Le « Domain Name System » (DNS), est le service Internet qui convertit les noms de domaines en adresses numériques permettant aux ordinateurs de communiquer les uns avec autres. A défaut de DNS ou de serveurs DNS gérés par les fournisseurs de services Internet, les internautes seraient dans l’incapacité de parcourir des sites internet ou d’envoyer des e-mails.

En l’espèce, le programme DNS Changer redirige les postes infectés vers des serveurs DNS n'appartenant pas au fournisseur d’accès à Internet de l’internaute. En conséquence, l’utilisateur est, sans qu’il s’en aperçoive, dirigé vers une page internet qu’il n’a pas choisi à partir de laquelle il peut subir des attaques.

Ces logiciel d’apparence légitime, conçu pour exécuter des actions à l’insu de l'utilisateur, qui utilise les droits appartenant à son environnement pour détourner, diffuser ou détruire des informations, ou encore pour permettre à un de prendre le contrôle à distance de l'ordinateur sont ce que l’on nomme un « Cheval de Troie ».

A titre d’exemple, les utilisateurs dont l’ordinateur était infecté qui se connectaient au site iTunes étaient dirigés vers une page qui se prétendait affiliée à Apple mais qui en réalité était aux mains des pirates.
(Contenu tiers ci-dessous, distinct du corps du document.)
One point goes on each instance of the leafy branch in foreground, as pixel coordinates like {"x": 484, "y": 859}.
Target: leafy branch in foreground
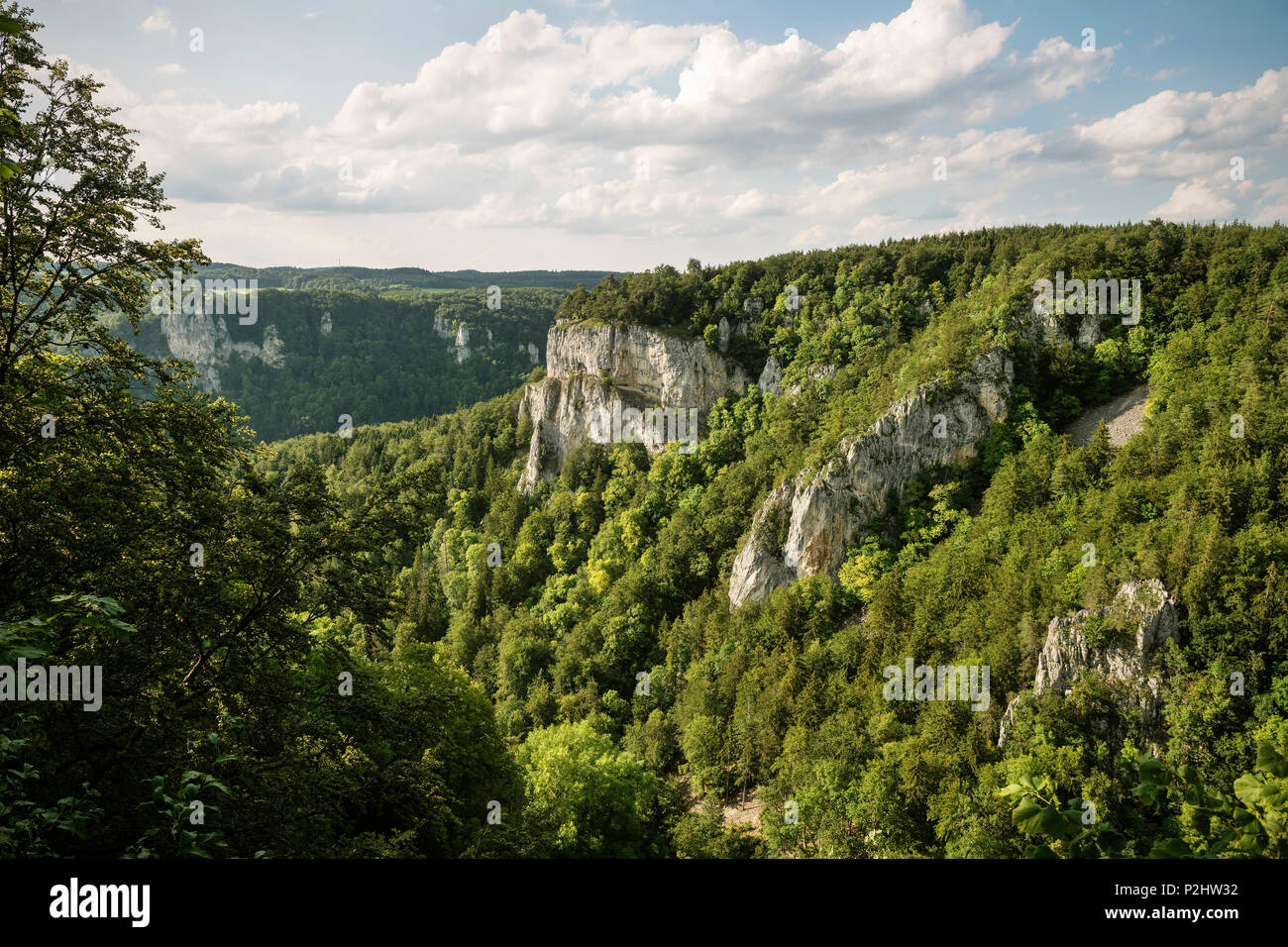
{"x": 1249, "y": 822}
Les bénéfices réalisés sur ce faux site s’élèvent à des millions de dollars.

Le 8 novembre 2011, les créateurs de DNS Changer, sont arrêtés par le FBI. En conséquence, et sur la base d’une ordonnance rendue par la justice américaine, le FBI, avec l’aide de l’Internet Systems Consortium, une organisation à but non lucratif pour le développement de logiciels universels, mettent en place un système temporaire sur les ordinateurs affectés par DNS Changer afin qu’ils puissent continuer à se connecter sur internet sans être affectés par le cheval de Troie.

Il convient de noter qu’au 13 juin 2012, on comptait 69.517 ordinateurs infectés par DNS Changer aux Etats-Unis et plus de dix mille en France, que ce soient des ordinateurs personnels, professionnels ou bien encore des postes appartenant à des organisations gouvernementales comme ceux de la  NASA. Cette période de transition devait permettre aux internautes de déterminer si leur ordinateur était touché par le programme DNS Changer et d’installer le cas échéant un programme de nettoyage. Néanmoins, lors de la déconnexion des serveurs DNS « propres » les machines toujours infectées perdront leur accès Internet. Or le terme de cette période de transition est fixé au 9 juillet 2012.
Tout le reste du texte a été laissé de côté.